Sentence enhancement factors – such as commercial drug offense factors -- can be divided into two types: offense-specific and offender-specific. Here are a few examples: the burglary enhancement factor “the dwelling was occupied” is offense-specific. State v. Lark, 316 Or 317 (1993). That is, it does not apply to a specific defendant but to the offense itself. Another example of offense-specific, presumably, is “the delivery was for consideration.”
If an enhancement factor is “offense-specific,” it applies to all co-defendants whether they are principals or accomplices.
On the other hand, offender-specific factors – which can be identified by the allegation that “the offender possessed X” or “the defendant threatened Y” are offender-specific, in that they can only be applied to the defendant for whom they are true. There is no accomplice liability. Lark at 326 (“Some factors clearly require that "the offender" engage in the described conduct.” Emphasis in original.)
- When a factor describes conduct of the offender -- such as, 'the offender caused or threatened to cause serious physical injury to the victim' -- then the subcategory based on that factor applies to a defendant only if the defendant personally engaged in the described conduct.
Id. at 325.
See also State v. Flanigan, 316 Or 329 (1993)

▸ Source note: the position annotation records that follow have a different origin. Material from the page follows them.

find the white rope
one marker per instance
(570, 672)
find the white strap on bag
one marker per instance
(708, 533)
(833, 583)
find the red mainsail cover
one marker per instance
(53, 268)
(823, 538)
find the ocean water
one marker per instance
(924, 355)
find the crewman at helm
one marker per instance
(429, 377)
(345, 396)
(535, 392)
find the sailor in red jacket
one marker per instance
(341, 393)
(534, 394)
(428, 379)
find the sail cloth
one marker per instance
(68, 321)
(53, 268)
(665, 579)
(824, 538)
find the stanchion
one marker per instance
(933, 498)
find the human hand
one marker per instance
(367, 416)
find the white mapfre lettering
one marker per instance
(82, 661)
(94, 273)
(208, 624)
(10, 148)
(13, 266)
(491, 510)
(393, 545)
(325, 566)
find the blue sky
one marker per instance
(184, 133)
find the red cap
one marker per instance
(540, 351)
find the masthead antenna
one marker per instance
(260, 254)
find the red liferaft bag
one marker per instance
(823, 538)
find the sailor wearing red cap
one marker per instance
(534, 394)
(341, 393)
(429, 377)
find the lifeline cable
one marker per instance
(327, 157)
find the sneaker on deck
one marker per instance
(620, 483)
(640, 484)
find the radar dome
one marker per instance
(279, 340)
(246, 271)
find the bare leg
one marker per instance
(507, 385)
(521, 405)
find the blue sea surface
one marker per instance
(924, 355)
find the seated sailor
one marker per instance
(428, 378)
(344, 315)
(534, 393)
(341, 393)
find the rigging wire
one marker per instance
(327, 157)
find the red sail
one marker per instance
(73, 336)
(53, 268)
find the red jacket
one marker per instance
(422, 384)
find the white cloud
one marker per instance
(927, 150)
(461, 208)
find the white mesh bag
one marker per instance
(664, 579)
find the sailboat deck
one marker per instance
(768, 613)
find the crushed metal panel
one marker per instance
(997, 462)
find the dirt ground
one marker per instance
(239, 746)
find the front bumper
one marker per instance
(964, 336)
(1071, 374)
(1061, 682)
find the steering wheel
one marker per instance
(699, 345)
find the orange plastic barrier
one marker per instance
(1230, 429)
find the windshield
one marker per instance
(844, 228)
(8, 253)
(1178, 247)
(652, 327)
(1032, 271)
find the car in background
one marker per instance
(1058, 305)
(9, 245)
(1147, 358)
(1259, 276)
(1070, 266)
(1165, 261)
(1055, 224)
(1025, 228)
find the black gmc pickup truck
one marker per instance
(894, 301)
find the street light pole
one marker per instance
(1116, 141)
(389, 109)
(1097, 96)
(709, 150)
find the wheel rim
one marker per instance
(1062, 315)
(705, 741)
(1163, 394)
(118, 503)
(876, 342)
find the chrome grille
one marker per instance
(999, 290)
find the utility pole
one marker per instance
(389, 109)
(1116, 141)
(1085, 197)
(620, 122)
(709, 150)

Last year, I prepared a special jury instruction on the issue. I summed up my argument in support of the instruction this way:
- In this case, all of the commercial drug offense factors – and the substantial quantities factor – are offender-specific. Therefore, there is only liability if the defendant herself, for example, possessed “$300.” Since she personally possessed less than $300, and there is no evidence she knew of, much less possessed, the money on the co-defendant’s person, it is likely that this factor will never reach the jury. But if it does, the jury instruction would apply, just as it would apply to each of the other sentence enhancement factors.
Note that the possession of "substantial quantities" of a particular controlled substance can be one of the essential three factors to support a commercial drug offense. ORS 475.900(1)(b) states in part:
- b) The violation constitutes possession, delivery or manufacture of a controlled substance and the possession, delivery or manufacture is a commercial drug offense. A possession, delivery or manufacture is a commercial drug offense for purposes of this subsection if it is accompanied by at least three of the following factors:
. . . .
- (K) The offender was in possession of controlled substances in an amount greater than:
(i) Three grams or more of a mixture or substance containing a detectable amount of heroin;
(ii) Eight grams or more of a mixture or substance containing a detectable amount of cocaine;
(iii) Eight grams or more of a mixture or substance containing a detectable amount of methamphetamine;
(iv) Eight grams or more of a mixture or substance containing a detectable amount of hashish;
(v) One hundred ten grams or more of a mixture or substance containing a detectable amount of marijuana;
Notice that the factor is clearly "offender-specific." Therefore, it couldn't be used against an accomplice who did not in fact possess the controlled substance. But what about super substantial quantities? The statute says in part:
475.925 Sentences for certain controlled substance offenses. When a person is convicted of the unlawful delivery or manufacture of a controlled substance, the court shall sentence the person to a term of incarceration ranging from:
(1) 58 months to 130 months, depending on the person’s criminal history, if the delivery or manufacture involves:
(a) 500 grams or more of a mixture or substance containing a detectable amount of cocaine;
Note that it doesn't have the "the defendant" or "the offender"-specific language that we rely on to identify offender-specific charges. Does that matter? There's nothing in the case law that says there must be that language to make it offender-specific. It's an issue of legislative intent, and the language provides a clue, not necessarily an answer. And why logically would it be offender-specific when the amount is over eight grams of cocaine but offense-specific when over 500? Moreover, did the legislature intend to punish severely an accomplice who provides minimal help but who had no idea about the super substantial amount of controlled substance in play?
I don't know for certain what the answer is, but I think the place to find out is in the legislative history. If you've got a co-defendant case, and your client wasn't in possession of 500 grams of cocaine (or the equivalent), whether that factor is offense-specific or offender-specific makes all the difference in the world.